New Schedules K-2 and K-3: What Partnerships and S Corporations Can Expect in the First Year of Reporting
Partnerships, S corporations, and U.S. persons with interests in foreign partnerships may have to file Schedules K-2 and K-3 with the returns they file in 2022 for tax years beginning in 2021. Specifically:
- S corporations with “items of international tax relevance” must file Schedule K-2, Shareholders’ Distributive Share Items—International; and Schedule K-3, Shareholder’s Share of Income, Deductions, Credits, etc.—International.
- Partnerships with “items of international tax relevance” must file Schedule K-2, Partners’ Distributive Share Items—International; and Schedule K-3, Partner’s Share of Income, Deductions, Credits, etc.—International.
An S corporation files the schedules with its Form 1120-S. A partnership files the schedules with its Form 1065 or Form 8865, Return of U.S. Persons With Respect to Certain Foreign Partnerships. The S corporation or partnership must also provide Schedule K-3 to its shareholders or partners. However, the IRS may waive penalties for filers that fail to comply with the new rules.
Who Must File Schedules K-2 and K-3?
The new schedules must be filed by all pass-through entities with items of international tax relevance, including foreign partners and international activities. However, pass-through entities with no international tax items to report do not have to file the schedules.
Items of international tax relevance include information partners and shareholders need to determine their:
- foreign tax credits (income or loss by source and separate category of income);
- IRC §250 deduction with respect to foreign-derived intangible income (FDII);
- inclusions of subpart F income and Global Intangible Low-Taxed Income (GILTI); and
- distributions from a foreign corporation that are treated as dividends or excluded from gross income because they are attributable to previously taxed earnings and profits (PTEP).

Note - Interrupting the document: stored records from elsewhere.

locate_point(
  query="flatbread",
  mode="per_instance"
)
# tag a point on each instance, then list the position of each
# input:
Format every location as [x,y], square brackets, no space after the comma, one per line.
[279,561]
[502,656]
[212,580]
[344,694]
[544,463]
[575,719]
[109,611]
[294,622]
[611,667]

Purpose of New Schedules K-2 and K-3
The new Schedule K-2 and Schedule K-3 replace and supplement the reporting of items that were previously reported (often in less detail) on Schedules K and K-1. The new schedules:
- standardize the format and methods for the international reporting for pass-through entities;
- help pass-through entities provide partners and shareholders with information necessary to complete their own tax returns;
- provide clarity to partners and shareholders preparing their returns; and
- allow the IRS to better assess compliance.
Transition Period Penalty Relief for Schedules K-2 and K-3
The IRS acknowledges that reporting and compliance challenges may arise when filing the Schedules K-2 and K-3. For example, filers may not have systems or procedures in place to obtain the detailed information required to determine whether and how they must file a part of the new schedules.
Thus, for tax years beginning in 2021 (returns filed in 2022), penalties will not be imposed for incorrect or incomplete reporting on Schedules K-2 and K-3, if the partnership or S corporation establishes that it made a good faith effort to comply with the requirements to file or furnish the schedules.
Good Faith Efforts to Comply
When determining whether an entity made a good faith effort to comply with the Schedule K-2 and K-3 requirements, the IRS will consider the extent to which the filer:
- changed its systems, processes, and procedures for collecting and processing relevant information;
- obtained information from partners, shareholders, or a controlled foreign partnership (CFP), or applied reasonable assumptions when information is not obtained; and
- took steps to modify the partnership or S corporation agreement or governing instrument to facilitate the sharing of information with partners and shareholders that is relevant to determining whether and how to file Schedules K-2 and K-3.
The IRS will also evaluate the entity’s efforts to obtain relevant information about partners, shareholders, or CFPs. Given the wide variety of relationships that exist between Schedule K-2/K-3 filers and partners/shareholders, the entity might fail to obtain the required information despite its good faith efforts to do so.